Deploying a machine learning model to AWS

Overview

I recently used AWS Lambda to host an open source Pytorch machine learning model. I'll walk through the steps I took to get everything set up, and share a couple of gotchas I ran into and how to get past them.

A note on Infrastructure as Code: I'm using SST for IAC (my personal favorite tool in the space). I'll throw in a couple of examples using the Serverless framework to get to the same goal. I'll also link to an AWS walkthrough that uses AWS SAM in case that is your jam.

Lambda Handler Function

First I set up a Python lambda to handle our incoming REST request. This file is the full handler function code you can reference. I'll step through a bit of what is going on in there. The model used in this example is distilbert-base-uncased-distilled-squad.

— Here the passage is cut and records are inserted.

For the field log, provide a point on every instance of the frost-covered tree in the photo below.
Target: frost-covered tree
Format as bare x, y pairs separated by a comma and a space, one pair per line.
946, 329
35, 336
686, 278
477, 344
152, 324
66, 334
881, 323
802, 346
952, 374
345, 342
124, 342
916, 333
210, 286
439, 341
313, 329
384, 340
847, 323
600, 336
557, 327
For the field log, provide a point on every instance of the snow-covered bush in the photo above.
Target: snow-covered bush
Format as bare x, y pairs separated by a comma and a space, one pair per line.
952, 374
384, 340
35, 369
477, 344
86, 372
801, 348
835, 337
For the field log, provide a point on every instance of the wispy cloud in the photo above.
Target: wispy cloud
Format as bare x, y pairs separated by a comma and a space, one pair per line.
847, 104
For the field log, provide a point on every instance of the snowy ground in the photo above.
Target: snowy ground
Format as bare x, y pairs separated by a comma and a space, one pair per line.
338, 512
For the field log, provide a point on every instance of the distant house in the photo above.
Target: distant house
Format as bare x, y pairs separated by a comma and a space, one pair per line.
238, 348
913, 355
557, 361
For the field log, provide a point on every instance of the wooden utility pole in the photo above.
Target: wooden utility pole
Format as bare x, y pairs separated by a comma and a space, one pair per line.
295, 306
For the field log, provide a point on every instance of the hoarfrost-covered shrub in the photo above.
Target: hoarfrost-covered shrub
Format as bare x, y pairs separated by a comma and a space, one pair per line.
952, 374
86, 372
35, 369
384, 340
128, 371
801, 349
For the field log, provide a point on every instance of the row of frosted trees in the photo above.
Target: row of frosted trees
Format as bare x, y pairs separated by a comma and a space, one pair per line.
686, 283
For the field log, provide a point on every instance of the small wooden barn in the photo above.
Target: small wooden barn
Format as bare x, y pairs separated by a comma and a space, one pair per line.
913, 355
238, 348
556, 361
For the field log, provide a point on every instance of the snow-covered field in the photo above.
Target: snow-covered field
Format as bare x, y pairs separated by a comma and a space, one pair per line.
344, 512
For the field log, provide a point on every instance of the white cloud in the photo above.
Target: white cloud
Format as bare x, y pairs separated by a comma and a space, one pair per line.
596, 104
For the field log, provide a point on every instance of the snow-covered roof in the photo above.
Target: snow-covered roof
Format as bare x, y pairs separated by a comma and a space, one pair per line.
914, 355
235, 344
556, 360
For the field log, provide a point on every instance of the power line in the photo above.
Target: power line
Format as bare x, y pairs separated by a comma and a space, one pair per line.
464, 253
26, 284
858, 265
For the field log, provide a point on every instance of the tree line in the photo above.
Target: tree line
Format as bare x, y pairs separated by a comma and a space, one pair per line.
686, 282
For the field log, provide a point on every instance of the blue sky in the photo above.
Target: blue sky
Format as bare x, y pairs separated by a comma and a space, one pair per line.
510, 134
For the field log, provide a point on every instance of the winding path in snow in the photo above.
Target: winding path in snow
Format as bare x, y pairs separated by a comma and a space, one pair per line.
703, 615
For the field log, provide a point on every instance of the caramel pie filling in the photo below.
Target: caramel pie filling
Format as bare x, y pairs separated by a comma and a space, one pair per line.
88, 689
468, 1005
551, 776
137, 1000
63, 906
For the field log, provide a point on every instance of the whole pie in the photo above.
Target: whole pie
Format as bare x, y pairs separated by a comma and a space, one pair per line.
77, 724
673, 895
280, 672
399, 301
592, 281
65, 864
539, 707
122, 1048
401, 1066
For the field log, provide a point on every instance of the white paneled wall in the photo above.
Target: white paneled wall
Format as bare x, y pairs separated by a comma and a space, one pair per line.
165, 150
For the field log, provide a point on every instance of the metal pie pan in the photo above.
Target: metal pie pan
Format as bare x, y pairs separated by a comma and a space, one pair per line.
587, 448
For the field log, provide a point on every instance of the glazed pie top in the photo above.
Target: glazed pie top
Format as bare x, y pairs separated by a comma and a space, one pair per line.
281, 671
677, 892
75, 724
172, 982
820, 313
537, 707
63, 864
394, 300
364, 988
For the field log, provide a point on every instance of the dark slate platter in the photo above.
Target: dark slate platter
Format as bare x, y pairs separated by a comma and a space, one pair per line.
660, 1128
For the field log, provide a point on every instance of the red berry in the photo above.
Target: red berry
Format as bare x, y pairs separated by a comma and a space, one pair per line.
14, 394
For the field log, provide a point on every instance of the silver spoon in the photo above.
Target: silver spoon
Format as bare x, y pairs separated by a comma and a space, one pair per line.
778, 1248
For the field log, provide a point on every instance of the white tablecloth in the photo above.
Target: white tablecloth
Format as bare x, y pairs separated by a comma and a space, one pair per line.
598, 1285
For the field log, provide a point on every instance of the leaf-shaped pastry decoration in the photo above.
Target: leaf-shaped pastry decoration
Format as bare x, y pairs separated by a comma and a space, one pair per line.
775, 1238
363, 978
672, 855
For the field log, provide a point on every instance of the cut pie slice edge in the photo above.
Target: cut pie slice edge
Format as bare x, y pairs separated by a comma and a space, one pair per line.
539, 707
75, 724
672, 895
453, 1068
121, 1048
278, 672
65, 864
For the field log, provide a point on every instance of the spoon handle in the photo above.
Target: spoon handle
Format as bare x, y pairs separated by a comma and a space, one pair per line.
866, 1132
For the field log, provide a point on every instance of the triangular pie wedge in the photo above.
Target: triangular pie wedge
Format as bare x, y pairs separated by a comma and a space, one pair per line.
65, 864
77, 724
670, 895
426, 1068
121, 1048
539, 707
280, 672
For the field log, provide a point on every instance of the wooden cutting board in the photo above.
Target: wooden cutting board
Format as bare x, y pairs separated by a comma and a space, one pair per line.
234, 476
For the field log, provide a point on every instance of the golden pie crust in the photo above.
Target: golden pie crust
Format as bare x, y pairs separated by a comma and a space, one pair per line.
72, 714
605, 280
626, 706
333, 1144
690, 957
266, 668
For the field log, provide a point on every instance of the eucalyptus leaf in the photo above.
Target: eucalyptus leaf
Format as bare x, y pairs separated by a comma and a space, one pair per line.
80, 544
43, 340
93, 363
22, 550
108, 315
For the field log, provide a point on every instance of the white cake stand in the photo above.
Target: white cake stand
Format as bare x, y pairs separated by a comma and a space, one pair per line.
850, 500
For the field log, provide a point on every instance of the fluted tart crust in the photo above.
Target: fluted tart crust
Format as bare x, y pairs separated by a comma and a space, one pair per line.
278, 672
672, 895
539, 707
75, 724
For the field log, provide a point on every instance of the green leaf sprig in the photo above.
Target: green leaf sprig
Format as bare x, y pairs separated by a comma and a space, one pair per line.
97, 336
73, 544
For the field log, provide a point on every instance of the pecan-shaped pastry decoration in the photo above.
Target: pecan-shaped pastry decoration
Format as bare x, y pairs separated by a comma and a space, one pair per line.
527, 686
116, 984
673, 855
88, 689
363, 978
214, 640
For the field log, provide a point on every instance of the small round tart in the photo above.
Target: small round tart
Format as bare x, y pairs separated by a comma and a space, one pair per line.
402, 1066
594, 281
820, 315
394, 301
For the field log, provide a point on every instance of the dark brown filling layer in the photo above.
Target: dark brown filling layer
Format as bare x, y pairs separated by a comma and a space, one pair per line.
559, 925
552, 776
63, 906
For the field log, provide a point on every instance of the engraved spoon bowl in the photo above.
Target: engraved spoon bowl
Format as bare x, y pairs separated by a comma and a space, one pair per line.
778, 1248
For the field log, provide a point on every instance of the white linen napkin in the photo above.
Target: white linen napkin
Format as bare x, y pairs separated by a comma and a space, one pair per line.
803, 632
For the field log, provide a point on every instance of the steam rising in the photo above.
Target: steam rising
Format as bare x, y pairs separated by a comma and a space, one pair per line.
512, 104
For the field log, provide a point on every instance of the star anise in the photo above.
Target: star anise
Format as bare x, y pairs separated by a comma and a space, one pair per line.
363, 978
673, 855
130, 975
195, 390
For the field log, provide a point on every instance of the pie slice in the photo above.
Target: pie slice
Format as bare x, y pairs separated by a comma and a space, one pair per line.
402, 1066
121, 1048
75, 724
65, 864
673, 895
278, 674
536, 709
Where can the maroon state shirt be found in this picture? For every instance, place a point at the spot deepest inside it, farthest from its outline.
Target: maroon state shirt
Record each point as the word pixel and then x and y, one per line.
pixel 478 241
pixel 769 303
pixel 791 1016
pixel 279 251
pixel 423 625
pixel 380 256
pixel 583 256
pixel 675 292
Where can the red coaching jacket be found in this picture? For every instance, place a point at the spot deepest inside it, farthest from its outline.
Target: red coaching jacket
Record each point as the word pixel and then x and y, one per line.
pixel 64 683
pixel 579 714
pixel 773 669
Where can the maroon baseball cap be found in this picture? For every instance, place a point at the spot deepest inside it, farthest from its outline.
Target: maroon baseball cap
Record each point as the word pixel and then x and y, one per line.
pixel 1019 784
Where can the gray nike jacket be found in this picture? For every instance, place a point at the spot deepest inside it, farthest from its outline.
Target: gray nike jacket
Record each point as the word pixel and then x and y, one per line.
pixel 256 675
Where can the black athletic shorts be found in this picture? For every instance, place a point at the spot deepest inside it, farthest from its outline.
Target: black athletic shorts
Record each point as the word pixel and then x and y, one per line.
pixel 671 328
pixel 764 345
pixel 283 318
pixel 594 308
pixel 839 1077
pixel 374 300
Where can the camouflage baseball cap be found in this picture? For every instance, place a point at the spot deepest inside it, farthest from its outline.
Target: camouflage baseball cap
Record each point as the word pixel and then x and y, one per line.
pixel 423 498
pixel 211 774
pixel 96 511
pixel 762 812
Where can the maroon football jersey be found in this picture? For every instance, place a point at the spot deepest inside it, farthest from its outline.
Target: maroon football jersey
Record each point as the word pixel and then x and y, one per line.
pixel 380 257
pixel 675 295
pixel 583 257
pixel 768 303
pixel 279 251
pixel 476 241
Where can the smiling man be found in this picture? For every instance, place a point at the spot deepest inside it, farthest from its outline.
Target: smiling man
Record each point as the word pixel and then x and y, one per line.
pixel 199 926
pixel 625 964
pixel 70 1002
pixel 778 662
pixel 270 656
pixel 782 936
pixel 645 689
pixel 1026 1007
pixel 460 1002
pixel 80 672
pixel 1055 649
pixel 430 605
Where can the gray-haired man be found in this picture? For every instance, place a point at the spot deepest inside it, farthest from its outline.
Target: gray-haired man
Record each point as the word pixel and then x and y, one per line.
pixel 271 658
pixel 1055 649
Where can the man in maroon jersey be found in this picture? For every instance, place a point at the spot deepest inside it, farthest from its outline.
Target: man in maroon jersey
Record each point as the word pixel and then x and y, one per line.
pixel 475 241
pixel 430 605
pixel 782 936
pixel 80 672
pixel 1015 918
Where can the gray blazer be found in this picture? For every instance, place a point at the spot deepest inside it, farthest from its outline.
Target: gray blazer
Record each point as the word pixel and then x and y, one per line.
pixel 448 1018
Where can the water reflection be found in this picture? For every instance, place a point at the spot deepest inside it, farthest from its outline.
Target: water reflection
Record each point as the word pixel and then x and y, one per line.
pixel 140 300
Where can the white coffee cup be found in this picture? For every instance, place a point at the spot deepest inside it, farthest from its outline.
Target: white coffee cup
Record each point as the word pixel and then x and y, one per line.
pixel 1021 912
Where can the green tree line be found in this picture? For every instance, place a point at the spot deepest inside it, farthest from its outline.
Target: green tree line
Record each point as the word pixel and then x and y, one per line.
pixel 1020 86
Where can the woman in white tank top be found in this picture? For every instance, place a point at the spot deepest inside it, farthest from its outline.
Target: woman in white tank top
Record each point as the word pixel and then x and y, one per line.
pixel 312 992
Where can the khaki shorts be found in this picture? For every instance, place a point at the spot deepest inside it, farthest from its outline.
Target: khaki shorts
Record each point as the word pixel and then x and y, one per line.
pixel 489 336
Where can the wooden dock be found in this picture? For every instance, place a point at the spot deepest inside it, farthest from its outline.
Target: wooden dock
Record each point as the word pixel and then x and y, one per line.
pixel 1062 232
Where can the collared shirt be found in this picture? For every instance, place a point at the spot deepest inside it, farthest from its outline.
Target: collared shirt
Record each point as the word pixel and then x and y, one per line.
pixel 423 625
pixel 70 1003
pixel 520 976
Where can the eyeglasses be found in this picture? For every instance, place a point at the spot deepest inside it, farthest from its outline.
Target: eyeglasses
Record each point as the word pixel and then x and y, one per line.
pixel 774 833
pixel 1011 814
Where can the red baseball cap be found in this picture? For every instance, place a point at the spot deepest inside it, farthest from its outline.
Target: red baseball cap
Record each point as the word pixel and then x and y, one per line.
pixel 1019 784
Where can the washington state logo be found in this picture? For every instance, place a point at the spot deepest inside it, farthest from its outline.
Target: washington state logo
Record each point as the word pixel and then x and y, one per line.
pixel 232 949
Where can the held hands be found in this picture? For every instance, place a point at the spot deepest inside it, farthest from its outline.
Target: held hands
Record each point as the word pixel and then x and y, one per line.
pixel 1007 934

The following is a util function that uses the BeautifySoup package to fetch the web page for a given URL and scrape all the text from all paragraph html elements, and returns the text as a list of strings split on space characters. This worked well for a Wikipedia article, but might require some tweaking based on the page you are scraping.

def scrapePageText(url):
  text = ""
  response = requests.get(url)
  print(response.status_code)
  soup = BeautifulSoup(response.content, "html.parser")

  paragraphs = soup.find_all("p")
  for p in paragraphs:
      text = text + p.text

  print('returning page text')
  return text.split()

Here we initialize the articleText outside of the lambda handler. The benefit of this is that this value can be referenced across Lambda invocations, as long as the lambda container is active. We're essentially caching the response from scrapePageText when we assign it inside the handler function. The transformers package includes functions for getting the tokenizer (for converting words into tokens) and loading the model. Loading the tokenizer in this way ensures it matches the tokenizer used to train the model.

articleText = []
tokenizer = AutoTokenizer.from_pretrained("model/")
model = AutoModelForQuestionAnswering.from_pretrained("model/")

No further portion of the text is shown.